Pendant ce temps, les deux élèves poursuivaient leur travail, M. le Curé n’est pas venu dans l’appartement pendant tout ce temps. »


 

Le juge demanda alors si le témoin avait envisagé que ce fut M. Tinel qui avait frappé les coups. M. de Mirville répondit qu’il ne le pensait pas.

« Pensez-vous que ce serait le berger Thorel ?

-       Je ne pense pas qu’il puisse le produire par lui seul, mais bien avec l’assistance d’une cause occulte et surnaturelle.

 

Le témoin précisa qu’il était l’auteur d’ouvrages dont l’un s’intitulait : « Les peuples et les savants en matière de religion ».

 

À la dernière question :

« Connaissiez-vous le curé de Cideville ?

      Je n’avais jamais vu M. le curé de Cideville avant mercredi dernier et j’ignorais complètement qu’il existait une commune du nom de Cideville. »

 

Un silence lourd avait envahi la salle tout le temps où le marquis de Mirville avait parlé.

Ces dires laissaient à penser que les esprits existaient et qu’ils connaissaient tout des vivants.

C’était aussi une époque où l’on faisait tourner les tables pour entrer en communication avec l’au-delà, parler avec un être cher disparu trop tôt et qui manquait terriblement.

Une époque aussi où les charlatans, profitant de la douleur du deuil, soutiraient de l’argent en vendant de l’espoir.

 

Alors, qui frappait les coups répondant au marquis ?

Un esprit ?

Un charlatan connaissant bien l’homme à qui il répondait ?



[1] Pierre Eléonor (ou

Léonor) Levaillant dont je vous avais affirmé ne rien avoir sur lui. Eh bien, mes recherches à la suite du dernier chapitre ont été plus efficaces. Il est né le 11 messidor an 3 à Criquetot, du mariage d’Etienne Nicolas Levaillant et Marie Victoire Halle.

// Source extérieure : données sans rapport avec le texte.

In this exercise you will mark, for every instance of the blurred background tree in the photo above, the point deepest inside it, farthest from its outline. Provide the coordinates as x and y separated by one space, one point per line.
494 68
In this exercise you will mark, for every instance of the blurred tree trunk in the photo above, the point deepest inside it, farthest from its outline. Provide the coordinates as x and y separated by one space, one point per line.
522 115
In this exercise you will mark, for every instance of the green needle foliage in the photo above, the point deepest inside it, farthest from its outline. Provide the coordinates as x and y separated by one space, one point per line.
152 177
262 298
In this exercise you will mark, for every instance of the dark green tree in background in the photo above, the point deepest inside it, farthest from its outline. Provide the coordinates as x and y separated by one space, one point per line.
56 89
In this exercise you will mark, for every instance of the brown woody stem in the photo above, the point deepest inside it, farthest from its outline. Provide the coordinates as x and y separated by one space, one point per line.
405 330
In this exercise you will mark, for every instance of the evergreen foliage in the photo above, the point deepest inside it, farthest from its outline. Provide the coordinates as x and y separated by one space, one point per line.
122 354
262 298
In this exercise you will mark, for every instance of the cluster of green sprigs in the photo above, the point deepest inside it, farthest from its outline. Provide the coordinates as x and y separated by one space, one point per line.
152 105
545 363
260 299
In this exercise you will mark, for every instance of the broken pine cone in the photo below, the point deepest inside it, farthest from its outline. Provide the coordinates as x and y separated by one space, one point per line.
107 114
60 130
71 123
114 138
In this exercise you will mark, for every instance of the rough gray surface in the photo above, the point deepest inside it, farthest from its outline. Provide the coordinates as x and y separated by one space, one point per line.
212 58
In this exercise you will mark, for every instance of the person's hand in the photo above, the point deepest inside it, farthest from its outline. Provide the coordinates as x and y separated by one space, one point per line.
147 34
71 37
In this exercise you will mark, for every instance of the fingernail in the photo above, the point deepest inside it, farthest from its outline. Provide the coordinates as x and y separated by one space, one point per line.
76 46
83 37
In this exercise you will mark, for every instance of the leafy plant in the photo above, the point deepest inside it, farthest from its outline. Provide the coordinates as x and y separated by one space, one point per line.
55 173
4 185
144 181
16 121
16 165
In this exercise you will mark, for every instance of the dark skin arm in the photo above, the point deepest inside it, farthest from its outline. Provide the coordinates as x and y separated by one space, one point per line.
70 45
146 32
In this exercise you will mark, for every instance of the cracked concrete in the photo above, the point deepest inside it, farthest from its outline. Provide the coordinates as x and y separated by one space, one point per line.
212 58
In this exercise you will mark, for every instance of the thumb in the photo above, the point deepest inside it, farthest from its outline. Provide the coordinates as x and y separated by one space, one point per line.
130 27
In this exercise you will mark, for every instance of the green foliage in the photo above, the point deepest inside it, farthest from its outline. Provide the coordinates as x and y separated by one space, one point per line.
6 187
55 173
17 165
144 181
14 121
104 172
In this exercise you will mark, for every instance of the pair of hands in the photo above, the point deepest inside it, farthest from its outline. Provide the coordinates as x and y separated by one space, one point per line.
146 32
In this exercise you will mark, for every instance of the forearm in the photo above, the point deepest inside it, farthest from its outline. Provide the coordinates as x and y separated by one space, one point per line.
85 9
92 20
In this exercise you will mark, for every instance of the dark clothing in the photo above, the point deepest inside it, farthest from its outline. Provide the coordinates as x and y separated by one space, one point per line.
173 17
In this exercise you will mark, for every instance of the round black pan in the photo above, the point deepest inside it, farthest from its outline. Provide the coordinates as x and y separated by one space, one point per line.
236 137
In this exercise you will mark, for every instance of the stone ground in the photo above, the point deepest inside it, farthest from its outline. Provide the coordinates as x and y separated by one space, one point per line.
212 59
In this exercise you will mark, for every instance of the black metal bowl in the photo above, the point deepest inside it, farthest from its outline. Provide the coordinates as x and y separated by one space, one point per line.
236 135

[2] Charles Jules né le 24 avril 1802 au château de Filières – Gommerville (76). Décédé au même endroit, le 11 septembre 1873. Mariage avec Louise Marguerite de la Pallu le 7 mars 1831 à Paris. Son épouse décéda le 13 mars 1842 à Pise en Utalie.

[3] Pour tous, son nom était Mirville.

[4] Tous ne le connaissaient que sous le prénom de Jules.